The South China Morning Post last month traced the first case back to Nov. 17, citing government data viewed by the Hong Kong newspaper.
Meanwhile, cell-phone data collected from the area around the Wuhan Institute of Virology found that there was no mobile-phone activity in the lab’s high-security area from Oct. 7-24, according to NBC News, bolstering speculation that there may have been an emergency shutdown in response to the accidental release of the virus.

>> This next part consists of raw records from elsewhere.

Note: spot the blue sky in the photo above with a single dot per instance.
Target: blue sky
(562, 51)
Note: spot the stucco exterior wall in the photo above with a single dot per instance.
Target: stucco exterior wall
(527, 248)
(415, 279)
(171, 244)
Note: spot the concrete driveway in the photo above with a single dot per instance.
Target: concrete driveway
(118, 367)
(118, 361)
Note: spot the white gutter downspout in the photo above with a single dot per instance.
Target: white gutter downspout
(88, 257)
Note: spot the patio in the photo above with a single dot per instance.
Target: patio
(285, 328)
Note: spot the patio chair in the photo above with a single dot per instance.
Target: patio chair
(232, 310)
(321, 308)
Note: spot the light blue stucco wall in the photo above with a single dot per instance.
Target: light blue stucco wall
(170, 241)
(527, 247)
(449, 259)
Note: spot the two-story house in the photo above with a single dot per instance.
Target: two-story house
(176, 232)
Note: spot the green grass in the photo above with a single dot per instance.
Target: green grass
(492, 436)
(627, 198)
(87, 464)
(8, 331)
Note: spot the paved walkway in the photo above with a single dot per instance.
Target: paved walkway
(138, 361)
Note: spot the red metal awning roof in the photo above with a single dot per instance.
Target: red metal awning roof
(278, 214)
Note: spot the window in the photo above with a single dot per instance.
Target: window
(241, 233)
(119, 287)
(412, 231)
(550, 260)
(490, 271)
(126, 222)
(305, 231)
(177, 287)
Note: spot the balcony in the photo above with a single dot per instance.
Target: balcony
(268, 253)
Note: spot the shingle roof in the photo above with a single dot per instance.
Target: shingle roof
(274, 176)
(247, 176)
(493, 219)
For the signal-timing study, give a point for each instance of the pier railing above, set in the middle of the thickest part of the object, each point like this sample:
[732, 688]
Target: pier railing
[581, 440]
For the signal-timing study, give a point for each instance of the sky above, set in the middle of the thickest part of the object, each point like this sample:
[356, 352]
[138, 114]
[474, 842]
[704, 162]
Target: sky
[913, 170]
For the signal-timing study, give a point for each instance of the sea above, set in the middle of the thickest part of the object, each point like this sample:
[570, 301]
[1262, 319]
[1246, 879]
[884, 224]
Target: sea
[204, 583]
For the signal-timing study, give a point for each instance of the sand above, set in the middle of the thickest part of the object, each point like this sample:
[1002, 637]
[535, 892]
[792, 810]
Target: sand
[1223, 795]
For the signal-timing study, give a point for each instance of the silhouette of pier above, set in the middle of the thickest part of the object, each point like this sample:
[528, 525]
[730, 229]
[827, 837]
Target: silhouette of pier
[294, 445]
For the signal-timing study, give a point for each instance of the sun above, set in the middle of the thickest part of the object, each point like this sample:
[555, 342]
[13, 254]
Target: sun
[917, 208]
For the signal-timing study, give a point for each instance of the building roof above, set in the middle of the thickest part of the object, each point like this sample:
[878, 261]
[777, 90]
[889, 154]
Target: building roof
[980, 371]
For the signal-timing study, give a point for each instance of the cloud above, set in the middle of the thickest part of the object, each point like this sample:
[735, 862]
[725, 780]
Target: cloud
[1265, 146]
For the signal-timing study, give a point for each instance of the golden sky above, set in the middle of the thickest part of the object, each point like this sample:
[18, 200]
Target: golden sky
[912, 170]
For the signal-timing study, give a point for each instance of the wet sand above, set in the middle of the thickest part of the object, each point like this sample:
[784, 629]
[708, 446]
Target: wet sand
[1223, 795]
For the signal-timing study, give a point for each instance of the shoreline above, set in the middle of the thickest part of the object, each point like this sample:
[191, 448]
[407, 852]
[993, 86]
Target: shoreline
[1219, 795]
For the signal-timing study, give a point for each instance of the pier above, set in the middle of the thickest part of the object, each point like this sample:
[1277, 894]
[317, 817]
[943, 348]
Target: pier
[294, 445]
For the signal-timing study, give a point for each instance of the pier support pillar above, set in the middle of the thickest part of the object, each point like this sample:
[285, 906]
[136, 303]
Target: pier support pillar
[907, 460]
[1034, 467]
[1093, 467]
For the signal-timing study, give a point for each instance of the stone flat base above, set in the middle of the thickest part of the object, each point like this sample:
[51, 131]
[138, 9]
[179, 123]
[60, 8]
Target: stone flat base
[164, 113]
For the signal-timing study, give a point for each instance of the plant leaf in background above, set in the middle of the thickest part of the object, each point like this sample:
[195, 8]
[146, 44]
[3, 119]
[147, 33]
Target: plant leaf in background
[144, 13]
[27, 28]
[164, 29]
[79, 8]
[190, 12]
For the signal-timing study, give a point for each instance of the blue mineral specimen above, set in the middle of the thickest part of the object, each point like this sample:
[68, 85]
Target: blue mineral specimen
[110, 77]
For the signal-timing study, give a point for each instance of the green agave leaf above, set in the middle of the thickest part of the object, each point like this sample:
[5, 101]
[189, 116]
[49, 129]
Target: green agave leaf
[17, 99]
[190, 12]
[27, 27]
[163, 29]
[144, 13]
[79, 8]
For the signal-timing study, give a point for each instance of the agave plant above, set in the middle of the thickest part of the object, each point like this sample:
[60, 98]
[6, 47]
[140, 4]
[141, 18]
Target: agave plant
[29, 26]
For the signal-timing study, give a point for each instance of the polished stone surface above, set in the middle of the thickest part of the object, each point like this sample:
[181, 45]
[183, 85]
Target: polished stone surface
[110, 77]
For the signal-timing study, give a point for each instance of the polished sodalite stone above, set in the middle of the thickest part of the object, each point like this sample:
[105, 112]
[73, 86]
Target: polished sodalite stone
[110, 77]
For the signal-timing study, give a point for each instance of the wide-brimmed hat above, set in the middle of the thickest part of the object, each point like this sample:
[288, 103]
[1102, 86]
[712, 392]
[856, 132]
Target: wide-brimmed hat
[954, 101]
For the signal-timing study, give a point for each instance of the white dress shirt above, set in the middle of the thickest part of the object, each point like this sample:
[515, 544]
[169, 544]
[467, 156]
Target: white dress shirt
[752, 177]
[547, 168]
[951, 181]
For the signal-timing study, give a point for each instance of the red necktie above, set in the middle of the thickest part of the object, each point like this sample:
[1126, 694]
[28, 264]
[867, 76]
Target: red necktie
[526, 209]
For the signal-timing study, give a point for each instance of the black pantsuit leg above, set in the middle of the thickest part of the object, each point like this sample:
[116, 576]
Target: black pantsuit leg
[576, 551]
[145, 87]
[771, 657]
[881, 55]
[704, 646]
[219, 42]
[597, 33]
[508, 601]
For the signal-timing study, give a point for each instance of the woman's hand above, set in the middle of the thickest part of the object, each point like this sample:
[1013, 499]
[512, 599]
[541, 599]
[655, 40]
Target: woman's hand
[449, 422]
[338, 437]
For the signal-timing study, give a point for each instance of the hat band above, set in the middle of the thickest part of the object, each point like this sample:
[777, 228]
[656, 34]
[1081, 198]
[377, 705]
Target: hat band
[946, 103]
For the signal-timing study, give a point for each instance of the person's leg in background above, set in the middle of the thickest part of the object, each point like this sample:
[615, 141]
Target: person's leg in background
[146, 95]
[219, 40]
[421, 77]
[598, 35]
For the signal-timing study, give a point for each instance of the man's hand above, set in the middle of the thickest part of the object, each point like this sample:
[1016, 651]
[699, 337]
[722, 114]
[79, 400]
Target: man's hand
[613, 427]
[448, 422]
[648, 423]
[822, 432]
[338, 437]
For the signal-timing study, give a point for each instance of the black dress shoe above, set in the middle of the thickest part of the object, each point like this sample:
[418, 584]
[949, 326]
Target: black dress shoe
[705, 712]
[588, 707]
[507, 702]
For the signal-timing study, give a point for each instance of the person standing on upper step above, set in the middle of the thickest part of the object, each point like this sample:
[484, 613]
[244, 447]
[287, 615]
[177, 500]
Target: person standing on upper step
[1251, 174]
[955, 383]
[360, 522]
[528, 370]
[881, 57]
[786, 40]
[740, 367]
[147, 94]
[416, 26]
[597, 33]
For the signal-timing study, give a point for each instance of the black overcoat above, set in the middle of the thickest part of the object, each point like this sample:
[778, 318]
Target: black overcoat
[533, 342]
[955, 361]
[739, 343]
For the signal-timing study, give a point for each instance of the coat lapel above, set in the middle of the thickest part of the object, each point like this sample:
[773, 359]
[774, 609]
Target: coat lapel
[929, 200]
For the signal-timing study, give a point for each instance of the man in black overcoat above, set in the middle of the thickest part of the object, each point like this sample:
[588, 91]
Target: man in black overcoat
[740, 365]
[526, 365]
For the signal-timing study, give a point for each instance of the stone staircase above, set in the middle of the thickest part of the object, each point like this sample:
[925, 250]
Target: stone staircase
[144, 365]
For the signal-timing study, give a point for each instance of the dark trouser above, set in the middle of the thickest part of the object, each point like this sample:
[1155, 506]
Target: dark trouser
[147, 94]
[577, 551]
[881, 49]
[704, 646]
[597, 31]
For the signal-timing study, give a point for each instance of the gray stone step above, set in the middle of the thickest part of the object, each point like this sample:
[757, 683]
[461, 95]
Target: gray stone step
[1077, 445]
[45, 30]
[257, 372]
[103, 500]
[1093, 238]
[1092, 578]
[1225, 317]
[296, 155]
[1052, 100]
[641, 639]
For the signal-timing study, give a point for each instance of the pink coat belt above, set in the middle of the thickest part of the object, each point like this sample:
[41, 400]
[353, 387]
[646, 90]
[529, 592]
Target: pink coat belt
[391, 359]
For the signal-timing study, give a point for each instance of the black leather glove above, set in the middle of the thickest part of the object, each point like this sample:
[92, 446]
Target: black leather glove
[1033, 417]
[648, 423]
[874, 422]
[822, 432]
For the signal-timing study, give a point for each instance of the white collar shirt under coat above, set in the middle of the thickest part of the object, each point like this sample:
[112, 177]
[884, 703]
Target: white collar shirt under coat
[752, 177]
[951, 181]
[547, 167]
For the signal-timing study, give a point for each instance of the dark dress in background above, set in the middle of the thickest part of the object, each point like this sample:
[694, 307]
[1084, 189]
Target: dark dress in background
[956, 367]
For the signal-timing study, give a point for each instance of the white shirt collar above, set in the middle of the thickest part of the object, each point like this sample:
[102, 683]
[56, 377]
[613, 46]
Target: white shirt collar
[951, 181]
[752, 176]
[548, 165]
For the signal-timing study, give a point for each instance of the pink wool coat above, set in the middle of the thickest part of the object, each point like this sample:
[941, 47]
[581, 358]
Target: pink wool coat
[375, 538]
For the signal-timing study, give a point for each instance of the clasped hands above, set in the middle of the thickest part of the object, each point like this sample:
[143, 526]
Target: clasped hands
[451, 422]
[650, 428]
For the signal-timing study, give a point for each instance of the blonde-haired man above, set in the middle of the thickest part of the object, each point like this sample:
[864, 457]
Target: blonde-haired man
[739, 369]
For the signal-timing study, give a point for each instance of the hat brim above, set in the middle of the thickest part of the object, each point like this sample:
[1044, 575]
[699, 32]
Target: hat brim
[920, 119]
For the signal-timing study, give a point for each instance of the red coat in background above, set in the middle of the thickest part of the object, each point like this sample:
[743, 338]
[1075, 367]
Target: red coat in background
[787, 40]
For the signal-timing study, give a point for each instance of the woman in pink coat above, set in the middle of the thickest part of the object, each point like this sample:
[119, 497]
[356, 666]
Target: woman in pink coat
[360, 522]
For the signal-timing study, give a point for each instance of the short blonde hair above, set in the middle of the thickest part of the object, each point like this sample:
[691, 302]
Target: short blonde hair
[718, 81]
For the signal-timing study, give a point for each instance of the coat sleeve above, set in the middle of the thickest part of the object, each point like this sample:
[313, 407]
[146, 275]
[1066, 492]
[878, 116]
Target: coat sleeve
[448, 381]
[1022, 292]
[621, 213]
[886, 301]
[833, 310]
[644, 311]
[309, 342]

“If it is confirmed that roads around that lab were shut down for a number of days in mid-October, it is highly coincidental that there was a major shutdown of those roads at about the time one might have expected this virus to first get transmitted to humans, whatever the origins may have been,” said Mr. Cotton.
He said such information would come as “another piece of circumstantial evidence that there was some kind of accident or outbreak from those labs, not from the seafood market or anywhere else.”
“That’s why it’s so important we get to the bottom of this data,” Mr. Cotton said.
More than four million people worldwide have been sickened by the disease and 281,399 have died, according to Sunday data from the Johns Hopkins Coronavirus Resource Center.